A novel drug target for neonatal and infant heart failure

A novel drug target for neonatal and infant heart failure

Researchers have identified a new druggable target for heart failure in neonates and infants, a condition for which there has been no specific treatment. Approximately 60 percent of children born with congenital heart abnormalities will develop overt heart failure within the first year of life. The progression of heart failure in these infants is often rapid, with a high frequency of fatalities. Stimulation of this target significantly increased the cardiac contractility of newborns and infants in mice with few side effects such as tachycardia, arrhythmias, and increased myocardial oxygen consumption, which are common problems with many cardiotonic drugs.

Unlike chronic heart failure in adults, evidence is lacking for the appropriate treatment of pediatric heart failure. The main reason for this is the great variety of pathogeneses and pathophysiologies of heart failure in children, making large-scale clinical trials difficult. Therefore, pediatric heart failure patients are currently being treated with adult medications without compelling evidence of their safety and effectiveness in children. The research group led by Professor Mitsuhiko Yamada of Shinshu University hopes to develop the world’s first small molecule therapeutics for pediatric heat failure that can be easily used also by outpatients through collaborations with pharmaceutical companies.

The research group began this study in a bottom-up but not an outcome-oriented manner, which would be the most standard and effective way of translational science. Professor Yamada was interested in the molecular mechanism underlying the regulation of cardiac L-type Ca2+ channels (LTCC) by intracellular signaling pathways. In 2010, Professor Yamada came across a paper written by Prof. William A. Catterall’s group describing that casein kinase can phosphorylate the main subunit of cardiac LTCC (Fuller, M.D. et al. (2010) Sci Signal: ra70). They started efforts to seek for the physiological significance of this phenomenon and fortunately found that it mediates the positive inotropic effect of angiotensin II only found in the neonatal period (Kashihara T. et al. (2017) J. Physiol. (Lond.) 595: 4207-4225).
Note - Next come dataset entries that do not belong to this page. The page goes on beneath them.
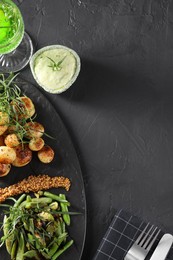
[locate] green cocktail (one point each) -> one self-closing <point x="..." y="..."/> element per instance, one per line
<point x="15" y="45"/>
<point x="11" y="26"/>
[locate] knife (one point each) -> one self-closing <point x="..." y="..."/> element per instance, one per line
<point x="163" y="248"/>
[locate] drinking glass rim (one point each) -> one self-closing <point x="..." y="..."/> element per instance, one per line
<point x="20" y="27"/>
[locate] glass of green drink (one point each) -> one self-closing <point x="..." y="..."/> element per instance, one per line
<point x="15" y="44"/>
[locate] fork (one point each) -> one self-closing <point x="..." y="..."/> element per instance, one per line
<point x="143" y="244"/>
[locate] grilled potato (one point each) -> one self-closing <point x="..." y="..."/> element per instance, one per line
<point x="4" y="118"/>
<point x="4" y="169"/>
<point x="2" y="140"/>
<point x="11" y="140"/>
<point x="36" y="144"/>
<point x="7" y="154"/>
<point x="46" y="154"/>
<point x="3" y="128"/>
<point x="34" y="130"/>
<point x="23" y="108"/>
<point x="23" y="155"/>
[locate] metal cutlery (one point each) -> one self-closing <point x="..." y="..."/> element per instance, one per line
<point x="163" y="248"/>
<point x="143" y="243"/>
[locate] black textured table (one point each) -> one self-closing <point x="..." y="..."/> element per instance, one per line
<point x="119" y="112"/>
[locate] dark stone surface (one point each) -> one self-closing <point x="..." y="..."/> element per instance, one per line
<point x="119" y="112"/>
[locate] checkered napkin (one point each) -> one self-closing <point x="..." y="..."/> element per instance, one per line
<point x="121" y="234"/>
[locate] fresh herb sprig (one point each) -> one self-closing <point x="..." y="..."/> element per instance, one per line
<point x="10" y="93"/>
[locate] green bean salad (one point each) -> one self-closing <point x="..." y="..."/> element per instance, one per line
<point x="36" y="227"/>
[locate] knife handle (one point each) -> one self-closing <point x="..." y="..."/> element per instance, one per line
<point x="163" y="248"/>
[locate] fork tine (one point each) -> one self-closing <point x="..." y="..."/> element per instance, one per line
<point x="146" y="236"/>
<point x="149" y="238"/>
<point x="141" y="234"/>
<point x="153" y="240"/>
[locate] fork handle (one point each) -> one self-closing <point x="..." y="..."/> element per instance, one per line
<point x="130" y="257"/>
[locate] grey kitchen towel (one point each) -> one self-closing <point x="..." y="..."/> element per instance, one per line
<point x="121" y="234"/>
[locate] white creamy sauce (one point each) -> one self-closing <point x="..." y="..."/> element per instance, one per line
<point x="55" y="79"/>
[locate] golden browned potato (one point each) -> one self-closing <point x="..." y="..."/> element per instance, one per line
<point x="3" y="128"/>
<point x="23" y="155"/>
<point x="24" y="108"/>
<point x="4" y="169"/>
<point x="11" y="140"/>
<point x="7" y="154"/>
<point x="2" y="140"/>
<point x="46" y="154"/>
<point x="36" y="144"/>
<point x="34" y="130"/>
<point x="4" y="118"/>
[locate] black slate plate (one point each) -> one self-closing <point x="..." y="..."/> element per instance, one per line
<point x="64" y="164"/>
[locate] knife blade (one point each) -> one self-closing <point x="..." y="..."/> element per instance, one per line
<point x="163" y="248"/>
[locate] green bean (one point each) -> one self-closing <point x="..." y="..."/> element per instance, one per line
<point x="60" y="251"/>
<point x="21" y="248"/>
<point x="58" y="230"/>
<point x="31" y="225"/>
<point x="56" y="197"/>
<point x="32" y="254"/>
<point x="40" y="201"/>
<point x="64" y="207"/>
<point x="46" y="256"/>
<point x="18" y="202"/>
<point x="31" y="239"/>
<point x="6" y="230"/>
<point x="56" y="245"/>
<point x="14" y="250"/>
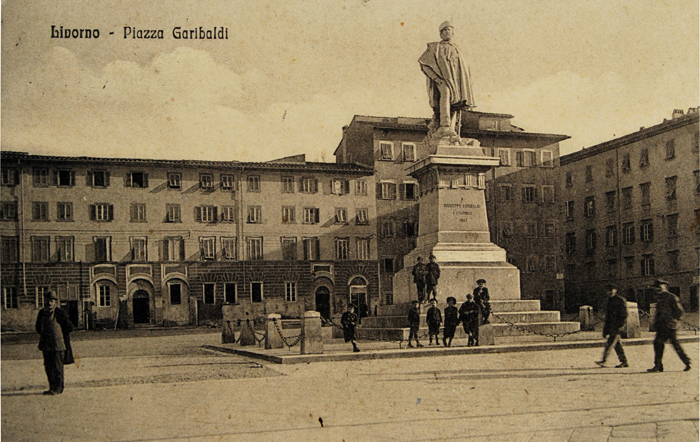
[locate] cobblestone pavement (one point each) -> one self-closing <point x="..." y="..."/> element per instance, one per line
<point x="168" y="389"/>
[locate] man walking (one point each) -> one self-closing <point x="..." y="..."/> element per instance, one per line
<point x="54" y="329"/>
<point x="615" y="319"/>
<point x="668" y="312"/>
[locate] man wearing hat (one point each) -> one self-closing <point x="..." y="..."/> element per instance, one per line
<point x="482" y="298"/>
<point x="54" y="329"/>
<point x="668" y="312"/>
<point x="615" y="319"/>
<point x="449" y="83"/>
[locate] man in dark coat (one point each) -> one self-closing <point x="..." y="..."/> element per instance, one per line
<point x="482" y="298"/>
<point x="668" y="312"/>
<point x="615" y="319"/>
<point x="54" y="329"/>
<point x="419" y="274"/>
<point x="349" y="322"/>
<point x="432" y="277"/>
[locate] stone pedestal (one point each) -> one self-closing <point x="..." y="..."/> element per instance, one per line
<point x="312" y="339"/>
<point x="272" y="337"/>
<point x="632" y="329"/>
<point x="585" y="317"/>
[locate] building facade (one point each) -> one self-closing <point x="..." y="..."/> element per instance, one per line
<point x="630" y="214"/>
<point x="521" y="195"/>
<point x="183" y="242"/>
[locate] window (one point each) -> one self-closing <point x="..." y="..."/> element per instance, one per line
<point x="138" y="213"/>
<point x="174" y="180"/>
<point x="40" y="248"/>
<point x="103" y="248"/>
<point x="547" y="158"/>
<point x="672" y="225"/>
<point x="11" y="298"/>
<point x="228" y="182"/>
<point x="610" y="201"/>
<point x="64" y="212"/>
<point x="9" y="249"/>
<point x="309" y="185"/>
<point x="40" y="177"/>
<point x="256" y="291"/>
<point x="648" y="265"/>
<point x="627" y="198"/>
<point x="287" y="184"/>
<point x="504" y="155"/>
<point x="341" y="215"/>
<point x="253" y="183"/>
<point x="104" y="294"/>
<point x="529" y="193"/>
<point x="312" y="250"/>
<point x="671" y="188"/>
<point x="611" y="236"/>
<point x="206" y="214"/>
<point x="645" y="188"/>
<point x="363" y="249"/>
<point x="136" y="179"/>
<point x="139" y="251"/>
<point x="311" y="215"/>
<point x="173" y="248"/>
<point x="361" y="217"/>
<point x="342" y="246"/>
<point x="409" y="151"/>
<point x="628" y="233"/>
<point x="64" y="248"/>
<point x="175" y="290"/>
<point x="101" y="212"/>
<point x="589" y="207"/>
<point x="209" y="293"/>
<point x="290" y="291"/>
<point x="388" y="190"/>
<point x="386" y="151"/>
<point x="255" y="252"/>
<point x="207" y="247"/>
<point x="40" y="211"/>
<point x="647" y="230"/>
<point x="231" y="293"/>
<point x="206" y="181"/>
<point x="289" y="249"/>
<point x="173" y="213"/>
<point x="228" y="248"/>
<point x="670" y="149"/>
<point x="644" y="157"/>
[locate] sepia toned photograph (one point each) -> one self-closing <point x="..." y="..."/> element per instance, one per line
<point x="362" y="220"/>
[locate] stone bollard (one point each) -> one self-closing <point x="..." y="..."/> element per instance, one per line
<point x="247" y="336"/>
<point x="585" y="317"/>
<point x="272" y="337"/>
<point x="632" y="329"/>
<point x="227" y="335"/>
<point x="312" y="339"/>
<point x="652" y="313"/>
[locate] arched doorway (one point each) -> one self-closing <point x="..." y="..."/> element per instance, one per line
<point x="141" y="307"/>
<point x="323" y="302"/>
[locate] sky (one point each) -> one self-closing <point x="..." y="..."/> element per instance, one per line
<point x="292" y="73"/>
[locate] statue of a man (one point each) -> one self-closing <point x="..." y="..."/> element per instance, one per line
<point x="449" y="83"/>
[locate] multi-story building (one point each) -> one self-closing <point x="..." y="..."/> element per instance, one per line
<point x="630" y="214"/>
<point x="181" y="242"/>
<point x="521" y="195"/>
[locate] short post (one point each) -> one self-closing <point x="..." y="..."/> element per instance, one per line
<point x="247" y="337"/>
<point x="272" y="337"/>
<point x="632" y="329"/>
<point x="585" y="317"/>
<point x="227" y="335"/>
<point x="312" y="336"/>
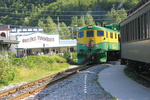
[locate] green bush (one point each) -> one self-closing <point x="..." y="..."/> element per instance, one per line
<point x="74" y="55"/>
<point x="67" y="55"/>
<point x="8" y="66"/>
<point x="59" y="59"/>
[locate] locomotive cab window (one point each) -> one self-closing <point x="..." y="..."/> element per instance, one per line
<point x="100" y="33"/>
<point x="111" y="35"/>
<point x="81" y="34"/>
<point x="90" y="33"/>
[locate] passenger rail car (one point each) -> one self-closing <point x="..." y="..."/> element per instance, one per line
<point x="135" y="33"/>
<point x="96" y="43"/>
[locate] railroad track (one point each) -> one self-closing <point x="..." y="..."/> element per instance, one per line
<point x="53" y="79"/>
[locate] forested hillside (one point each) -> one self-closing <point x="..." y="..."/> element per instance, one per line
<point x="48" y="13"/>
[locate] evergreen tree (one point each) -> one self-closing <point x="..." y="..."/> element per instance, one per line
<point x="117" y="16"/>
<point x="64" y="32"/>
<point x="41" y="23"/>
<point x="89" y="19"/>
<point x="81" y="22"/>
<point x="74" y="21"/>
<point x="51" y="27"/>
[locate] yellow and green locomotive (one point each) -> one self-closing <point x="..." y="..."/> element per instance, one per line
<point x="98" y="43"/>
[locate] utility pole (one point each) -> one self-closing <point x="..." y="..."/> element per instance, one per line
<point x="72" y="33"/>
<point x="58" y="22"/>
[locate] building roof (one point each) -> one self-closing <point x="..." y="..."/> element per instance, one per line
<point x="70" y="41"/>
<point x="4" y="40"/>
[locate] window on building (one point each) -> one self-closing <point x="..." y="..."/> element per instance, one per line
<point x="90" y="33"/>
<point x="106" y="34"/>
<point x="81" y="34"/>
<point x="115" y="35"/>
<point x="111" y="35"/>
<point x="138" y="28"/>
<point x="100" y="33"/>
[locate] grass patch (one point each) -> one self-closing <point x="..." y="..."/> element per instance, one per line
<point x="29" y="75"/>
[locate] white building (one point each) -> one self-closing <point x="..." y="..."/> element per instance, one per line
<point x="5" y="41"/>
<point x="35" y="40"/>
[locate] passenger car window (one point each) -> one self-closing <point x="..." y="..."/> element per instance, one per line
<point x="100" y="33"/>
<point x="81" y="34"/>
<point x="90" y="33"/>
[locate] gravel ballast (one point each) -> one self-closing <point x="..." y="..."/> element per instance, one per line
<point x="81" y="86"/>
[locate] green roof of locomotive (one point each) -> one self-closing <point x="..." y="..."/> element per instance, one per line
<point x="99" y="27"/>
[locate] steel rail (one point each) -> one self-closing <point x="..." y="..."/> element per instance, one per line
<point x="31" y="92"/>
<point x="35" y="82"/>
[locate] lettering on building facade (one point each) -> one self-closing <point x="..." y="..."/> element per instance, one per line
<point x="38" y="38"/>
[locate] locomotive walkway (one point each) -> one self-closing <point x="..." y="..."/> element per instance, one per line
<point x="115" y="82"/>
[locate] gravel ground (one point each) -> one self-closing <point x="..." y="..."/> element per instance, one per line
<point x="81" y="86"/>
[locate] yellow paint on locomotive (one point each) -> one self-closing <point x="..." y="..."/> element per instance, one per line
<point x="98" y="39"/>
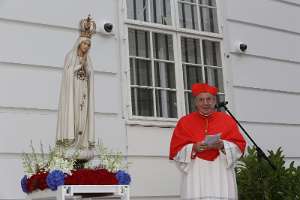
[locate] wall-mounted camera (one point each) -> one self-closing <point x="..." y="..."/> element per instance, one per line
<point x="106" y="28"/>
<point x="241" y="47"/>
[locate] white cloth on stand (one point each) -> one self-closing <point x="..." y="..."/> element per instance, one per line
<point x="208" y="180"/>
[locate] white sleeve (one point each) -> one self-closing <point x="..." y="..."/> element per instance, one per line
<point x="77" y="67"/>
<point x="233" y="153"/>
<point x="183" y="158"/>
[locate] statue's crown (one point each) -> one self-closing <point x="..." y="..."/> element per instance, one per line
<point x="87" y="27"/>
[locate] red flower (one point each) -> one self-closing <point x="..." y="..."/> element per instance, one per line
<point x="37" y="181"/>
<point x="91" y="177"/>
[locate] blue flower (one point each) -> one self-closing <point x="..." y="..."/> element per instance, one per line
<point x="123" y="177"/>
<point x="24" y="181"/>
<point x="55" y="179"/>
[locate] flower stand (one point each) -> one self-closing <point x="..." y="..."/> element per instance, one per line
<point x="85" y="191"/>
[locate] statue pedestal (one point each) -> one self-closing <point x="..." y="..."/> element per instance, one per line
<point x="82" y="191"/>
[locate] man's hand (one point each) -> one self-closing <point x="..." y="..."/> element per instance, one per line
<point x="199" y="146"/>
<point x="217" y="145"/>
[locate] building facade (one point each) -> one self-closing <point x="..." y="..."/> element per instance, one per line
<point x="143" y="73"/>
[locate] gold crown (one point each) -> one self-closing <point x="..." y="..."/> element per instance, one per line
<point x="87" y="27"/>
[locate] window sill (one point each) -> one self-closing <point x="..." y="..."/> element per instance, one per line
<point x="152" y="122"/>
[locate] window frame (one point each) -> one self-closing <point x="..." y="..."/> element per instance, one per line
<point x="177" y="32"/>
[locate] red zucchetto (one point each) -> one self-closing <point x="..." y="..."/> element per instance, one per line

With this information, the research group changed their style and decided to serve a long-lasting unmet medical need, therapeutics specific for pediatric heart failure, by utilizing this pathway.

Children, especially those before weaning are not miniature adults. They are in a so-called ‘critical period’ of life and thus, vulnerable but at the same time, formidably robust. Therefore, it may be sometimes more appropriate to develop drugs for children not only by extrapolating scientific and medical knowledge regarding adults to infants and children but by scrutinizing druggable targets underlying their robustness. Professor Yamada states that it was difficult “To gain lines of evidence against today’s scientific and medical dogma that angiotensin II and its type 1 receptors are a common cause of almost all cardiovascular and renal diseases.”

The renin-angiotensin-aldosterone system was discovered more than a hundred years ago. Its importance in the mammalian perinatal period had been established by the end of the 20th century but had been almost completely forgotten mainly because of the great success of inhibitors of this system in adult medicine. The research group at Shinshu University School of Medicine and Institute of Biomedical Sciences fortunately succeed in digging up this valuable ‘fossil’ in basic research work.